Notice what Jesus lists as those things coming out of us. Theft, murder, adultery, avarice, envy, slander, pride, and deceit to name a few. In short, they are all issues of how we treat each other. THAT is what matters -- to the Law, to Jesus, to God. It’s when we treat others as less than ourselves that we become dirty, that we start to die inside.

And the way to healing is to treat others near and far with love. As James says, we are “to care for orphans and widows in their distress,” for starters. That’s nothing new for us, is it?

But it’s important to remind ourselves from time to time that there are more important things for us Episcopalians than getting the liturgy right. More important things than whether we’re using Rite I or Rite II, whether the music is upbeat or modern enough (or “traditional” enough -- and don’t get Jesus started on that word “tradition).

What’s important is what’s coming from our hearts.

I would venture to say that sometimes, when we just do good deeds out of a sense of duty or “tradition,” they might be empty gestures as well.
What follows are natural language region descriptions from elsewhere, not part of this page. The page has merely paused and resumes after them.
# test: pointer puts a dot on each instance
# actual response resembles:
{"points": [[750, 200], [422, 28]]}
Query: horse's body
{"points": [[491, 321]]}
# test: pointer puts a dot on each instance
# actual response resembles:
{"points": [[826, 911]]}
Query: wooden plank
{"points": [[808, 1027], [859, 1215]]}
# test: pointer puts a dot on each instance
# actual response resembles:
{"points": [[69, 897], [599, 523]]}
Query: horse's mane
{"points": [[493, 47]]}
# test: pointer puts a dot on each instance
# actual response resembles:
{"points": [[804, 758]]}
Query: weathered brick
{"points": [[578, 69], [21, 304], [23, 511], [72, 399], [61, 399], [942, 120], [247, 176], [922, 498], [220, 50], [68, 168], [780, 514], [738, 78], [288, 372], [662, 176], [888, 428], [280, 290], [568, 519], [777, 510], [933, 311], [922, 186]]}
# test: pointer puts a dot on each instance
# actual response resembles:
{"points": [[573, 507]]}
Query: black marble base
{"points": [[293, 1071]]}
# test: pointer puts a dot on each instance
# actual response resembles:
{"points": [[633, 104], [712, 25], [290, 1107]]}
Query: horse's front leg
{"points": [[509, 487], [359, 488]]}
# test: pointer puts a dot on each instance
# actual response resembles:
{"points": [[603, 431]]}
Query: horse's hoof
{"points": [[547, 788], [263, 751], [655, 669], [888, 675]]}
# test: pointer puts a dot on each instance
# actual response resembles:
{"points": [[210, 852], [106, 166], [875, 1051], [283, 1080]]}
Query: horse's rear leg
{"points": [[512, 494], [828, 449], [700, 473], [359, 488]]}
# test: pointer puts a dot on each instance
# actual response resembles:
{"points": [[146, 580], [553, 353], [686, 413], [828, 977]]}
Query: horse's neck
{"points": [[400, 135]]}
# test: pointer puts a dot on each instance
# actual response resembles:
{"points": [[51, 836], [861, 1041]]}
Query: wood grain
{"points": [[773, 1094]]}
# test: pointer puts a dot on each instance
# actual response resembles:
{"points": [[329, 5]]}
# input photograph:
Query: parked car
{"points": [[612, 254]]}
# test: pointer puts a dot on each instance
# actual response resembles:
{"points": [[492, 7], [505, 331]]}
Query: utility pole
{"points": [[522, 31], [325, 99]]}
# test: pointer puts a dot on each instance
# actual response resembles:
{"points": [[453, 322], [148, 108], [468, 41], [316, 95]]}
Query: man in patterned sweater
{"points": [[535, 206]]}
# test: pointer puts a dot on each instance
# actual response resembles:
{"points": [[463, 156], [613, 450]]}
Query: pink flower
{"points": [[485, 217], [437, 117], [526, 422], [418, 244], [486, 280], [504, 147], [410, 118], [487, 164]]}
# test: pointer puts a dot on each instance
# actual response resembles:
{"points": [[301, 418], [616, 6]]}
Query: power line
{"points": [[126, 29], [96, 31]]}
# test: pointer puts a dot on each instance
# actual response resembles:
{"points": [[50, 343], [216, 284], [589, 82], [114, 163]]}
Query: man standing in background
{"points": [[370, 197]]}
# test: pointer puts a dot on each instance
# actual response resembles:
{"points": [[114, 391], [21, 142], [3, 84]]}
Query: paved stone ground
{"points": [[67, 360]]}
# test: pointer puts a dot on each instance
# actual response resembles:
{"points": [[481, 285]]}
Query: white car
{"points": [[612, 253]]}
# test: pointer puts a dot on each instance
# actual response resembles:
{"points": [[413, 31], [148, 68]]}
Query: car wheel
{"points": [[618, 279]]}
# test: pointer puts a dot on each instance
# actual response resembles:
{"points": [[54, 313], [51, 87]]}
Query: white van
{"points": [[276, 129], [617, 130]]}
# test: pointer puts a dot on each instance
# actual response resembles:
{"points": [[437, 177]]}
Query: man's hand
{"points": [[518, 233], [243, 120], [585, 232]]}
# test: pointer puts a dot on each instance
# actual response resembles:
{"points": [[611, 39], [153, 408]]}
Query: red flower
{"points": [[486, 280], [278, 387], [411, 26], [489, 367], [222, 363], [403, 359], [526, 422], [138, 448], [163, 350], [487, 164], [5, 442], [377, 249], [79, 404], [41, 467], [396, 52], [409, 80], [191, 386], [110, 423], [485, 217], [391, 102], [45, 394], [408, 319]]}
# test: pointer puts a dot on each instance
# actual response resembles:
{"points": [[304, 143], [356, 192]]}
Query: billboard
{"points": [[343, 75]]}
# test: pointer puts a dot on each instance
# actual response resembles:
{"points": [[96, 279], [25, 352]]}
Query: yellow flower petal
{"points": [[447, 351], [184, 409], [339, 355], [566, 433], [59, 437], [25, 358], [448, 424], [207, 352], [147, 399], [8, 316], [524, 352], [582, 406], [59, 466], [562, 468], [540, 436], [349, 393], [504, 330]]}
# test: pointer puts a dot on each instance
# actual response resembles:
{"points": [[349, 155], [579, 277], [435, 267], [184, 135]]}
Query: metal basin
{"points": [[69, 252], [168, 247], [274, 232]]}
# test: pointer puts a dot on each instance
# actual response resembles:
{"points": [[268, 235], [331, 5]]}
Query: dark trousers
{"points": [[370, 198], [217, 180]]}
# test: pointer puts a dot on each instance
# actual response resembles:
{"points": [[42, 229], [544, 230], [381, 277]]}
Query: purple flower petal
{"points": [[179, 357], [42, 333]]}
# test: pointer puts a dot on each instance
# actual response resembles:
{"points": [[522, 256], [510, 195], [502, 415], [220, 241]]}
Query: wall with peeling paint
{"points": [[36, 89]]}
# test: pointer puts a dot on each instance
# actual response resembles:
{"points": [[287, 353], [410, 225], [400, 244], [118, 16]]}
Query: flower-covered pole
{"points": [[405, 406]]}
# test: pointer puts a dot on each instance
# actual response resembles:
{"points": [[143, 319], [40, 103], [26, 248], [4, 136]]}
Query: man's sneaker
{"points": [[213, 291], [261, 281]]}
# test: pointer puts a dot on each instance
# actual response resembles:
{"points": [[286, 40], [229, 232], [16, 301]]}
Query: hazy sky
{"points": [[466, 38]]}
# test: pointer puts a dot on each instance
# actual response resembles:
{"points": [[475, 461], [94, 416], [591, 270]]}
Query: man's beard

Jesus really indicates here that our actions need to come from within - they reflect our spiritual health as it were. And while it’s not always easy to feel great even when you’re serving others, we can always ask ourselves why we’re doing it.

By this I’m thinking of those who do good deeds so they can look good. I suspect this might fall in the category of self-serving. It’s not enough merely to be a philanthropist but to do so from a position of love for others. On the other hand, St. James believed that by doing good -- not merely giving money but actually engaging with those in need -- our hearts could be transformed.

So, in a sense, while what comes out of us can defile, it can also nurture love and joy in others and consequently in ourselves. In other words, what comes out of us can heal us and purify us.

Which, I have to believe, is what would please God most. After all, look at that passage from the Song of Solomon. It’s about unbridled love, passion, joy. That, I believe, is how God wants us to approach him, and the best way to get there is to approach each other that way, too.